Typhoid fever is caused by the bacterium Salmonella typhi. A related illness is caused by a close cousin, Salmonella paratyphi. Spread occurs via contaminated food and water, often in areas with poor sanitation and hygiene. Typhoid fever is characterized by high fever, generalized weakness, abdominal pain, and severe headache. Left untreated, the infection can lead to complications such as intestinal perforation and even death. Treatment involves antibiotics. Prevention focuses on good hygiene practices, food safety, screening and identifying carriers especially among food handlers, and, in some cases, vaccination.

In Southeast Asia, Typhoid poses several challenges. Diagnosis requires astute and experienced clinicians. Confirmatory tests such as blood cultures, stool cultures and bone marrow culture are rarely available except for select cities with bustling healthcare hubs. The majority of healthcare providers are expected to make a diagnosis based on clinical suspicion and a few basic lab tests.

What is the Widal Test?

If you are living in or traveling through Southeast Asia, chances are a doctor has ordered a Widal test for you when you’ve had a fever.

The Widal test is a serological test used to diagnose typhoid fever and other salmonella infections.

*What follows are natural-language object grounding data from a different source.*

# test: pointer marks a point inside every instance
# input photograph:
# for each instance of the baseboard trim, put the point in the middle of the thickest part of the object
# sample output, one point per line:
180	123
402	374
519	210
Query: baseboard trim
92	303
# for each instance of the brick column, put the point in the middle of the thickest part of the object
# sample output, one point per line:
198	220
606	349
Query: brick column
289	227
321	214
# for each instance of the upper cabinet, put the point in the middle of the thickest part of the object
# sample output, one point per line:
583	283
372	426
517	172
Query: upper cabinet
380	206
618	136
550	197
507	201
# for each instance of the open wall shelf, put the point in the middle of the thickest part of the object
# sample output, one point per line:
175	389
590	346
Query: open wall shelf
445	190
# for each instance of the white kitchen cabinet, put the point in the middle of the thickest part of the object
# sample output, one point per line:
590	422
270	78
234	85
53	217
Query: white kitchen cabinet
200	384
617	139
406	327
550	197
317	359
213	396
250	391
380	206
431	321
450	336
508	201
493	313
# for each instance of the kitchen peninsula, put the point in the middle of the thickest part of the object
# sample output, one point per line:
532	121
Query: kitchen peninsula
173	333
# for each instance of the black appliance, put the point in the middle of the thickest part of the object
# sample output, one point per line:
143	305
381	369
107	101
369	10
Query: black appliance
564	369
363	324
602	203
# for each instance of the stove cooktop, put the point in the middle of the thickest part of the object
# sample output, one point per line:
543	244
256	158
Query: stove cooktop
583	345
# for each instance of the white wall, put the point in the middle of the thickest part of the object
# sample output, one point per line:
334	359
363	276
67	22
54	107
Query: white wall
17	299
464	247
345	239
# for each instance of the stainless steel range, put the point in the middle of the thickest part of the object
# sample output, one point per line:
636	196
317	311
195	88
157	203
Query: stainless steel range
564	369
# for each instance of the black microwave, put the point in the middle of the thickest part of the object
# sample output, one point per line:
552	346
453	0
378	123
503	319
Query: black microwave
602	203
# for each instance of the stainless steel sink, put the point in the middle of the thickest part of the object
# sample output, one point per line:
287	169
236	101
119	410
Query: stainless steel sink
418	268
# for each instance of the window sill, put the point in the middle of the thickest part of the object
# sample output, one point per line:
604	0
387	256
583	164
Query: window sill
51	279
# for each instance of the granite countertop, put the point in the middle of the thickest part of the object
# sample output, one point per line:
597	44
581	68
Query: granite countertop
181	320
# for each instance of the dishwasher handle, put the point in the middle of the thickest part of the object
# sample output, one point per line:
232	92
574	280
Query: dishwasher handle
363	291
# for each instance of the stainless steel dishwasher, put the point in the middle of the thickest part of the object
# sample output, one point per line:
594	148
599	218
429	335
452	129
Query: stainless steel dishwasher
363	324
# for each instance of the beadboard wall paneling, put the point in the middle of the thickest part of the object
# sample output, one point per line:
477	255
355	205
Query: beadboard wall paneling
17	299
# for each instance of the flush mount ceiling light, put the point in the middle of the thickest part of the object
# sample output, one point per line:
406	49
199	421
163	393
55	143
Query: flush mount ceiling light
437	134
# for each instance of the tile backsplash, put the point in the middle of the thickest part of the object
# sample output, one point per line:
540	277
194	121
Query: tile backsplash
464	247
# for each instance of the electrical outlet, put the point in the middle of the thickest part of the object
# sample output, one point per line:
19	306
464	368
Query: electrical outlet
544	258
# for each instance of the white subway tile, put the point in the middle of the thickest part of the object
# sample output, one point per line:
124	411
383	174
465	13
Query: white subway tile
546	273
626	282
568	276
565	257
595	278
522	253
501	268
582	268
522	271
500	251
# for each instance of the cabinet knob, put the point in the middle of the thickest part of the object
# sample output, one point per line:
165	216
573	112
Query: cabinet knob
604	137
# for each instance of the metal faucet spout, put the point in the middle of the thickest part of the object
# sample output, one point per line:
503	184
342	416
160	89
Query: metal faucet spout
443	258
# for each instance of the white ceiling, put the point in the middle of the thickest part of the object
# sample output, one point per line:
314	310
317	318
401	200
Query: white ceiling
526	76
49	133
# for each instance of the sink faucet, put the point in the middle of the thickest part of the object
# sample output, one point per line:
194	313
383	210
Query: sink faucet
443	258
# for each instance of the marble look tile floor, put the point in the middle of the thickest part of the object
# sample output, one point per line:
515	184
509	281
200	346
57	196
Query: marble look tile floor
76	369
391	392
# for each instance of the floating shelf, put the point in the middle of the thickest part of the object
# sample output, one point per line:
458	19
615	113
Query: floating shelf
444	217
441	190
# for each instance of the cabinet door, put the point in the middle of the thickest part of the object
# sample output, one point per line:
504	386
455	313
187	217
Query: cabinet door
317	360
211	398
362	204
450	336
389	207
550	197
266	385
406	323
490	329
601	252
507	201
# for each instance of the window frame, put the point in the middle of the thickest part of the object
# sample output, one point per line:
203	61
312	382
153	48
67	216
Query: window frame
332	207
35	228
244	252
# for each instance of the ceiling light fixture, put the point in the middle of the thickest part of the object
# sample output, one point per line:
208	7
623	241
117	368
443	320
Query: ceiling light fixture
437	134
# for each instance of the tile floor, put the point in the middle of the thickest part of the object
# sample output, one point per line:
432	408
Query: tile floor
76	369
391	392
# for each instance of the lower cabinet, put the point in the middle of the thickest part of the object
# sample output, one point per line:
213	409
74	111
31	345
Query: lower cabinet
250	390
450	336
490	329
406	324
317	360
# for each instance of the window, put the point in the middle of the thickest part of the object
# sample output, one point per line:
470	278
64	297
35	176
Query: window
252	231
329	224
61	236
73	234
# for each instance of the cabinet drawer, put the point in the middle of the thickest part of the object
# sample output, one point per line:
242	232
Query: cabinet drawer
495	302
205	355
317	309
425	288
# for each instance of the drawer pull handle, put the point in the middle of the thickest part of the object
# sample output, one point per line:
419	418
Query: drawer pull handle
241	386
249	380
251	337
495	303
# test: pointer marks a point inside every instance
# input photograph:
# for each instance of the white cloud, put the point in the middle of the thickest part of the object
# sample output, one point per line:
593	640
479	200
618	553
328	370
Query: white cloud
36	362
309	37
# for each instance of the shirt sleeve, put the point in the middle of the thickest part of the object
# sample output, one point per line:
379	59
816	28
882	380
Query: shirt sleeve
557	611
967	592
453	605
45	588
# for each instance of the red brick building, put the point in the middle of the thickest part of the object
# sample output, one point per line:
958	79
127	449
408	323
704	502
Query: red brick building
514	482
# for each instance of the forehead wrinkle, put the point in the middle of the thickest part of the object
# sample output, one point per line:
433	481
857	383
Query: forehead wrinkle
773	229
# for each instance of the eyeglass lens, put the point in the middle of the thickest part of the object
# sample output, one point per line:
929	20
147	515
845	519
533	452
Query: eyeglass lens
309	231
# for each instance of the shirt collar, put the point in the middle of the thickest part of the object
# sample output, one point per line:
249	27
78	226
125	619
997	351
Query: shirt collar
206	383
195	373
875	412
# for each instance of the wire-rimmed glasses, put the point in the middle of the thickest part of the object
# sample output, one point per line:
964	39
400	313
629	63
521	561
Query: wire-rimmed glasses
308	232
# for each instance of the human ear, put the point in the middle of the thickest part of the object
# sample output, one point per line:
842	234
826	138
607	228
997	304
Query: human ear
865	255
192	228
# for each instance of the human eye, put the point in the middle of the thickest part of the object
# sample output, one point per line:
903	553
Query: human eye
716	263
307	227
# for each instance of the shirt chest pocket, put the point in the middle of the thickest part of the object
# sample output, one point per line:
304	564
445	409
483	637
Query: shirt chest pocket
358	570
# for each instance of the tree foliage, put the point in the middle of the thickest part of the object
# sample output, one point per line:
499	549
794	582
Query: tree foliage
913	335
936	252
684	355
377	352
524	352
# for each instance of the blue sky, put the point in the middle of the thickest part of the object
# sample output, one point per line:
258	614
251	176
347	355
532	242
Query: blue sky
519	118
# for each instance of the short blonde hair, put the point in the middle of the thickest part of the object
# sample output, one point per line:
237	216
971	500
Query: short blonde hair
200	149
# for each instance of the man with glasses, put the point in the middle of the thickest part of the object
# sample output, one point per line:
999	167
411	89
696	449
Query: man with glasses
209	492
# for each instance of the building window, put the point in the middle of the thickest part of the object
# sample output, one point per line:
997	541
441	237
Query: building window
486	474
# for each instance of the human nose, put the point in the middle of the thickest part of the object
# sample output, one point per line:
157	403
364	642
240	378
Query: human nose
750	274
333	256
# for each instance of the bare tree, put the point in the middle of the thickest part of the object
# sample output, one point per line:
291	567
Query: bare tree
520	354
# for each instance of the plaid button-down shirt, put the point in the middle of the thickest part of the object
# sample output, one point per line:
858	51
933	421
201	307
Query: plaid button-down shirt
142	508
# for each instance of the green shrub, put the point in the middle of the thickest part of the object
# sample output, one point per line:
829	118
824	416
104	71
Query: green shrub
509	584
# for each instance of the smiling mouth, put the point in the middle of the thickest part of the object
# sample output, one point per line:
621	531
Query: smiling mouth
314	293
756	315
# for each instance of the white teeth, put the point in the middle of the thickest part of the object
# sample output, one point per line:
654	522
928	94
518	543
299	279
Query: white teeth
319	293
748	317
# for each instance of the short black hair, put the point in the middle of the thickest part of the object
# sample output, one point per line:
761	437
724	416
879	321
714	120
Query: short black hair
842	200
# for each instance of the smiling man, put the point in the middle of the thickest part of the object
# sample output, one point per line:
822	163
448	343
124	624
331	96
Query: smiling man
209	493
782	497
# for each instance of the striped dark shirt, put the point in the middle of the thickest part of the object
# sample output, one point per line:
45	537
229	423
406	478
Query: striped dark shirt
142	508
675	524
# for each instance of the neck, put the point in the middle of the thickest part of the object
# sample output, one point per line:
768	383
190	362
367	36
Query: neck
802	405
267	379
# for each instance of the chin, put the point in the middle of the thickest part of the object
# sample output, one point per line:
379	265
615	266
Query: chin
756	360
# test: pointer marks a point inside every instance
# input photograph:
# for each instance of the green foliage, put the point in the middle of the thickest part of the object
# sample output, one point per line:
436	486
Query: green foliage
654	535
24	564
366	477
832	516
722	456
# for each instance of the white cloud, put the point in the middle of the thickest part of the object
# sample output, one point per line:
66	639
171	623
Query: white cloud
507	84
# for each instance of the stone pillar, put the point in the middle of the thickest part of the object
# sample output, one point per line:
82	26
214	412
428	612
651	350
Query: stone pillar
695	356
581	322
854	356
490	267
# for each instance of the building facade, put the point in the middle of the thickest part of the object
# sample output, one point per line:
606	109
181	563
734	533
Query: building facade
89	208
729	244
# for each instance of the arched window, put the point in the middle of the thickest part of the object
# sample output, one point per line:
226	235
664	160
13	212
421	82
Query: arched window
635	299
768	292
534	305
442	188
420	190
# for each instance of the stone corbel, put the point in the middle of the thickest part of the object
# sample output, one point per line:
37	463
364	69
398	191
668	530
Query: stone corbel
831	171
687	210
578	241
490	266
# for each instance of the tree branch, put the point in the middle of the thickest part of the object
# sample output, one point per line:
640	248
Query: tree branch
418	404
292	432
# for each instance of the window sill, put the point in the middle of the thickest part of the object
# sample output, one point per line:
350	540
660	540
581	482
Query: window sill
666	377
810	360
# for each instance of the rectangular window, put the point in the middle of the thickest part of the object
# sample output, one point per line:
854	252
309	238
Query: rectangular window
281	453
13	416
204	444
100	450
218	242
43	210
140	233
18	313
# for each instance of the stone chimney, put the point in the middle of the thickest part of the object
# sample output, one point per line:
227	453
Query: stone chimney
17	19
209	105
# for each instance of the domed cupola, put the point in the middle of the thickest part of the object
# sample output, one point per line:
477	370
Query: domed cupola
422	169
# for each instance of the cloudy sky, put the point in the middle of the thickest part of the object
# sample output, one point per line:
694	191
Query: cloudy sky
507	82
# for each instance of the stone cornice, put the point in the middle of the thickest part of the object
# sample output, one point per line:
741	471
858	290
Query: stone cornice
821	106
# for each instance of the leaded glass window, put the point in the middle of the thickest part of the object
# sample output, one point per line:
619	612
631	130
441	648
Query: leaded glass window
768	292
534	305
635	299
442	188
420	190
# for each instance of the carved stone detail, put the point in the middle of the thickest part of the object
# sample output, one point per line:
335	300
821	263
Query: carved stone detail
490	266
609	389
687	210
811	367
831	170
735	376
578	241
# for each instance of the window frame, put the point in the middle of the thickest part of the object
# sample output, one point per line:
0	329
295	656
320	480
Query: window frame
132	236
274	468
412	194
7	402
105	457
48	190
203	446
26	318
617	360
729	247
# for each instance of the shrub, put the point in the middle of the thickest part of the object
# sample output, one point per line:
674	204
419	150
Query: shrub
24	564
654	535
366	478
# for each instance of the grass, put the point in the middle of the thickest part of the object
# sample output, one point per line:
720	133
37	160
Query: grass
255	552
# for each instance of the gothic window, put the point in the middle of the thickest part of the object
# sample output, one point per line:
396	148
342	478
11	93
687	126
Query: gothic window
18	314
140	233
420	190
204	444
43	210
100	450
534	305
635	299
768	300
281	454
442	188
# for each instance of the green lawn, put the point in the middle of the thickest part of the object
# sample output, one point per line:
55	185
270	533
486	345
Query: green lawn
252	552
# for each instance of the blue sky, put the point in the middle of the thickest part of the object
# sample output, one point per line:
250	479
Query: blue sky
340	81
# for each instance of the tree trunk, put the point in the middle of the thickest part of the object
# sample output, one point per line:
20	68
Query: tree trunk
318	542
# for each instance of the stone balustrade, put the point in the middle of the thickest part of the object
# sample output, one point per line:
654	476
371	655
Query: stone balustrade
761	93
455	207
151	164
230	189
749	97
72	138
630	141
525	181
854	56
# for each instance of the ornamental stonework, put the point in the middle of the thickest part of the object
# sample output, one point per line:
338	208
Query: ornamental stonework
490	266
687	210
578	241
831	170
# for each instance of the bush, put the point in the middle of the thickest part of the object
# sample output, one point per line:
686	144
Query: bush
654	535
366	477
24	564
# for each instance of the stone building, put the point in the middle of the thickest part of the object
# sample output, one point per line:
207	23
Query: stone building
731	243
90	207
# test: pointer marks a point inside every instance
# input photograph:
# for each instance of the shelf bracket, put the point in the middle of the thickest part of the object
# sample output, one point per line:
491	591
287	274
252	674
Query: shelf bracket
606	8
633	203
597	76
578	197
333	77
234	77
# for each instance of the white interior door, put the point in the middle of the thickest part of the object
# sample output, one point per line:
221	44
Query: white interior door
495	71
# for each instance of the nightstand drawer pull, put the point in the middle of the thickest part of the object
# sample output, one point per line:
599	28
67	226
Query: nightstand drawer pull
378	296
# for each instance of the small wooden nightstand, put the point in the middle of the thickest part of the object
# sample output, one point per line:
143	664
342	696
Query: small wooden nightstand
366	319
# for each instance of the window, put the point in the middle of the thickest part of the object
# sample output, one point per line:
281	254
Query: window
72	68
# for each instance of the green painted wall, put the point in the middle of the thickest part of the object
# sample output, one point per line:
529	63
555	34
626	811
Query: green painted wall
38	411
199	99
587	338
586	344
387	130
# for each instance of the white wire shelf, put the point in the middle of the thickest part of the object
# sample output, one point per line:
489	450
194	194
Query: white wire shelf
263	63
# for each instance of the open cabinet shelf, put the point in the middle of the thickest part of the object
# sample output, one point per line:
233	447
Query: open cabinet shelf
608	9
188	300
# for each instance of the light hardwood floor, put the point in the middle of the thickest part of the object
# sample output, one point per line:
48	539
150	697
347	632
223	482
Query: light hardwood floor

It detects antibodies in the blood that are produced as a response to the Salmonella type and paratyphi bacterial antigens. The test works by mixing the patient's blood (specifically, the serum) with these specific bacterial antigens. If the antibodies in the serum react with the antigens, the curdling, or agglutination, indicates a positive result, suggesting a current or past infection with Salmonella typhi or Salmonella paratyphi.

The Widal Test has been around for over 100 years, is widely available, and is relatively inexpensive. So what’s the problem?

Two wrongs, to be precise. Here’s why:

False positives can occur due to previous infections, vaccinations, unrelated infections and a host of other factors. When we analyze the performance of the Widal test, we see it has average specificity, very good negative predictive value, and very poor positive predictive value for the diagnosis of Typhoid fever. In lay terms: If it lights up positive, it may or may not be Typhoid/Paratyphoid fever. In fact, it may have nothing to do with an infection at all. However, if the test is negative, it can be helpful in excluding Typhoid/Paratyphoid fever.

The problem is, most doctors (and patients), when faced with illness with fever and a positive Widal test, will want antibiotics to ‘cure the Typhoid’, when in fact it may not be Typhoid at all. That’s Mistake Number One.

Mistake Number Two happens when the real reason behind the illness and fever remains undiagnosed. In fact, about 1 in 7 patients with malaria were found to have a positive Widal test - not because they were so unlucky to have concurrent Typhoid fever, but because the Widal test was confused and spat out a false positive result. So, Mistake Number One would be assuming an illness in Typhoid when it is not; Mistake Number Two - potentially far more serious - occurs when we stop looking for the real underlying infection, which will go unchecked and untreated, with potentially fatal consequences.

It is absolutely imperative that clinicians use the Widal test one piece of supportive data, in addition to clinical data based on the patient’s story, symptoms and signs. The diagnosis of Typhoid (or Paratyphoid) should never be made solely on the basis of a positive Widal test - an unfortunate reality that happens far too often in Southeast Asia, leading to the Conundrum of Double Errors. If at all, the Widal test is better suited to exclude Typhoid/Paratyphoid, than to diagnose it.